Agora, o discurso é favorável ao atual governo. "Hoje, tem muito mais identificação desses partidos com a pauta do Bolsonaro do que tinham com o Lula, principalmente na pauta econômica. Eu não tenho identificação nenhuma com o pessoal do PT, da Dilma naquela época", disse Nogueira.

No discurso, integrantes do centrão citam como razões para a mudança de posição o que chamam de amadurecimento de Bolsonaro e a constatação do presidente de que a política se dá em negociação com os partidos, não à revelia deles.

Nos bastidores, porém, alguns líderes destacam outros pontos de convergência. Há, por exemplo, interesse comum no desmonte da Lava Jato —operação que teve o centrão como um de seus alvos e que projetou Sergio Moro, agora rival de Bolsonaro— e uma farta distribuição de verbas e cargos na máquina federal.

"Eu digo sempre que o parlamentar gosta de atenção. Tendo atenção, sendo ouvido, trabalha melhor. Você ter trânsito é muito melhor do que ter cargo", diz Joaquim Passarinho (PSD-PA), um dos vice-líderes do governo Bolsonaro na Câmara.

Ele integra um partido que rejeita os termos centrão e governista, embora atue dentro do bloco e ocupe cargos no governo, como o comando da Funasa (Fundação Nacional da Saúde) e o Ministério das Comunicações.

Outras siglas assumem a posição de maneira mais aberta. É o caso do PTB, do ex-deputado Roberto Jefferson. Ele diz que o prestígio oferecido pelo governoaos deputados é essencial e admite que a distribuição de cargos é parte dessa relação.

"O governo Lula escancarava, dava o cargo para o partido fazer dinheiro. O Bolsonaro, não. Dá o cargo para fazer política", afirmou Jefferson, que delatou o mensalão em 2005, foi condenado e preso por corrupção passiva e lavagem de dinheiro.

O presidente do PTB reconhece que os parlamentares da sigla fizeram indicações para cargos no governo e afirma que todos receberam um alerta: "Avisa ao teu indicado para não errar. Se errar, vai ser processado, vai ser preso e nós vamos colocar no jornal que a indicação é sua".

Jefferson diz que o presidente se beneficia da aliança com o centrão, apesar das críticas que ainda são feitas por apoiadores fiéis. "Você tem um pessoal na base dele que é mais radical, mais purista, mais virginal. E a política tem seus aspectos práticos."

Líder da bancada gaúcha na Câmara e também vice-líder do governo, Giovani Cherini (PL-RS) diz que a ideia de governar sem o apoio de partidos foi "uma febre eleitoral".

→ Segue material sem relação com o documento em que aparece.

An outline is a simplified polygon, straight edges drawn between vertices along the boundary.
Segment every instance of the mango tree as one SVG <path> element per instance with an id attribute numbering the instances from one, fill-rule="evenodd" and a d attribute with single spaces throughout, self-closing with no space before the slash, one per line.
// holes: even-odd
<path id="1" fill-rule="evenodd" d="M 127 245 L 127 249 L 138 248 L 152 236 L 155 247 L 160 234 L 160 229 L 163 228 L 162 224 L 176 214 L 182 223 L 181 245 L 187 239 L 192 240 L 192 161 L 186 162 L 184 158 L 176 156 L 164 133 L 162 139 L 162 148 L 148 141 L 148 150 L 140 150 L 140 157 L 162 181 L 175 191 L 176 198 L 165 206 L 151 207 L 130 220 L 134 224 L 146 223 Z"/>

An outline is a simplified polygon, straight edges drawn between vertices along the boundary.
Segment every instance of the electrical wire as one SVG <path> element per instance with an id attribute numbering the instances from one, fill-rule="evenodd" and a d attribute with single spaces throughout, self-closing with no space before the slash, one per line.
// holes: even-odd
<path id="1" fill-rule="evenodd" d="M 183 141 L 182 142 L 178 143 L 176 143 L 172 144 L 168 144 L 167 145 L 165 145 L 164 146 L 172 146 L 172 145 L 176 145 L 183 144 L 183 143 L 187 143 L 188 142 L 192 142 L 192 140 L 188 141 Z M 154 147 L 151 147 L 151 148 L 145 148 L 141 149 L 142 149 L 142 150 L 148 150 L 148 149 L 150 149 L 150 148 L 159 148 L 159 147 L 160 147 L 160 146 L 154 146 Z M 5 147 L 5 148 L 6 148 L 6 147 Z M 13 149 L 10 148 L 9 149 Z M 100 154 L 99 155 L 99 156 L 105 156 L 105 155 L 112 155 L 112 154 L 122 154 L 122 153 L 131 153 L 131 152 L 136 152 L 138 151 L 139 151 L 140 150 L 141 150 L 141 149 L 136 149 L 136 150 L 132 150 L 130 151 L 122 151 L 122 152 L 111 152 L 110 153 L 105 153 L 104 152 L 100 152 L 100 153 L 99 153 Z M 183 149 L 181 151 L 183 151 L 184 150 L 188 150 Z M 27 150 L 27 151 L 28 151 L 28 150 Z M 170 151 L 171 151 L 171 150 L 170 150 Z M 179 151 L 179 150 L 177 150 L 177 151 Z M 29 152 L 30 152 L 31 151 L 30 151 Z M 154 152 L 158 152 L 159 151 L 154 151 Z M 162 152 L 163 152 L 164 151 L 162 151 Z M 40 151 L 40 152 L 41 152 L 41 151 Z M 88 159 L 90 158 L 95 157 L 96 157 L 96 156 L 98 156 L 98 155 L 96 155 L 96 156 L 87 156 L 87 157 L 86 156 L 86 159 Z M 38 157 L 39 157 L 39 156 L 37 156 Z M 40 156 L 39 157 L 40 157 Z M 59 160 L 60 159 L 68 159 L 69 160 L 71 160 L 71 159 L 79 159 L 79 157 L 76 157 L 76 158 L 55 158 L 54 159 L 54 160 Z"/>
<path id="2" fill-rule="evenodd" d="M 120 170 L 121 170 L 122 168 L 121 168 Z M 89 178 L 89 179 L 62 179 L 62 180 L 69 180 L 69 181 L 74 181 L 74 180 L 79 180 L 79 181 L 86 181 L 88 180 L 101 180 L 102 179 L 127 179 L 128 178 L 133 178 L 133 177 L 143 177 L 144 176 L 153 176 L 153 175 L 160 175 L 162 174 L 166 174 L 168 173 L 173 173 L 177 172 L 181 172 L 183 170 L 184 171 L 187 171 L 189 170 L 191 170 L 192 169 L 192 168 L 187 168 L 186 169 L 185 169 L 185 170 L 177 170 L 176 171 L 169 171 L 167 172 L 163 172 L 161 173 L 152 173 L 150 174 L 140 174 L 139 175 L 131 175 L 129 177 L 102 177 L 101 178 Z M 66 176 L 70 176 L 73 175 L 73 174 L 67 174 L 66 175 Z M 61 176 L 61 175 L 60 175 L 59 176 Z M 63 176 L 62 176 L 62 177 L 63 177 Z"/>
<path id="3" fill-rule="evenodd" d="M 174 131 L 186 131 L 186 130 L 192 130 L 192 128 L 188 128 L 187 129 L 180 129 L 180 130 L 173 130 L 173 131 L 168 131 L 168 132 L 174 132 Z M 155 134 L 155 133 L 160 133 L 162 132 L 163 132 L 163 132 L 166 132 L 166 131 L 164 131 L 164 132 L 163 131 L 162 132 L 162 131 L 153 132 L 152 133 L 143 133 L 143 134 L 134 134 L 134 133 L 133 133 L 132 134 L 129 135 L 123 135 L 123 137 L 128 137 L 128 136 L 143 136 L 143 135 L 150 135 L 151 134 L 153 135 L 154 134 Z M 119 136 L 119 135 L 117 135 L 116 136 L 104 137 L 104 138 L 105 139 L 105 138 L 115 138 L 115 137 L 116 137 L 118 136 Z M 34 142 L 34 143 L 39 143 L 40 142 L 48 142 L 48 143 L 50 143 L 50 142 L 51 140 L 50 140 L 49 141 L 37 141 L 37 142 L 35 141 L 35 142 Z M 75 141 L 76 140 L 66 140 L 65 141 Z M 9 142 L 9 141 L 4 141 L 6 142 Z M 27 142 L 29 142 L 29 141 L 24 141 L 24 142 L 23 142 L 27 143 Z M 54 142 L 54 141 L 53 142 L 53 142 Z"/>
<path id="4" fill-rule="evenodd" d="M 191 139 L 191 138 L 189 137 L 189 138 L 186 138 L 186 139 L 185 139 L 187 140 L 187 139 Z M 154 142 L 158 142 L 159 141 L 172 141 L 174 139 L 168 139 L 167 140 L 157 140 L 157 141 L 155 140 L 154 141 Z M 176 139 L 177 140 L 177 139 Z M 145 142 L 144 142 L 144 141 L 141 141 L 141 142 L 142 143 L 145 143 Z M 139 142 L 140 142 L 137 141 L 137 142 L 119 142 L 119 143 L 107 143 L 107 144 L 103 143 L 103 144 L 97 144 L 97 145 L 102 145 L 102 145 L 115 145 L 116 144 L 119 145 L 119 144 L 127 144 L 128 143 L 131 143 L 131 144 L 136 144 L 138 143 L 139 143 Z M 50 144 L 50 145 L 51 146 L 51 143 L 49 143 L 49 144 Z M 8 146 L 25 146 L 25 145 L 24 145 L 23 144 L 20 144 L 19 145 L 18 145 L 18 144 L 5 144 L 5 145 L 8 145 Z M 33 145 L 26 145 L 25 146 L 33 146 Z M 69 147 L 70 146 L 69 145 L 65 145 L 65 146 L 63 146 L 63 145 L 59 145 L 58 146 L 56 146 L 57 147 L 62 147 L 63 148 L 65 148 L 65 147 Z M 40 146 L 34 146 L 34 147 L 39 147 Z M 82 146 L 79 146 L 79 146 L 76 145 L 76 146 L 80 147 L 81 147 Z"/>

"Os eleitores exigiam isso. Aquilo de 'não vou colocar político, vou colocar técnico'. Só que as pessoas não entendem que o técnico trabalha oito horas, o político trabalha 24 horas. Essa é a diferença", declara.

O deputado minimiza críticas que ele próprio fez a Bolsonaro até os primeiros meses de 2020, quando o presidente endossava movimentos públicos, autoritários e inconstitucionais contra o STF (Supremo Tribunal Federal) e o Congresso.

"Penso a mesma coisa [da época das críticas], temos que respeitar os Poderes. Como faço uma crítica agora à intervenção de assuntos políticos que o STF tem feito em relação ao Poder Executivo. Pedir plano de vacinação, isso não é papel do STF", afirma.

Após essa entrevista, dada no fim de 2020, Bolsonaro voltou recentemente a dar declarações de cunho antidemocrático, como a de que são as Forças Armadas que decidem se o país vai viver numa democracia ou numa ditadura.

Cherini nega ter obtido cargos e vantagens em sua relação com Bolsonaro e até levanta dúvidas sobre a existência da prática.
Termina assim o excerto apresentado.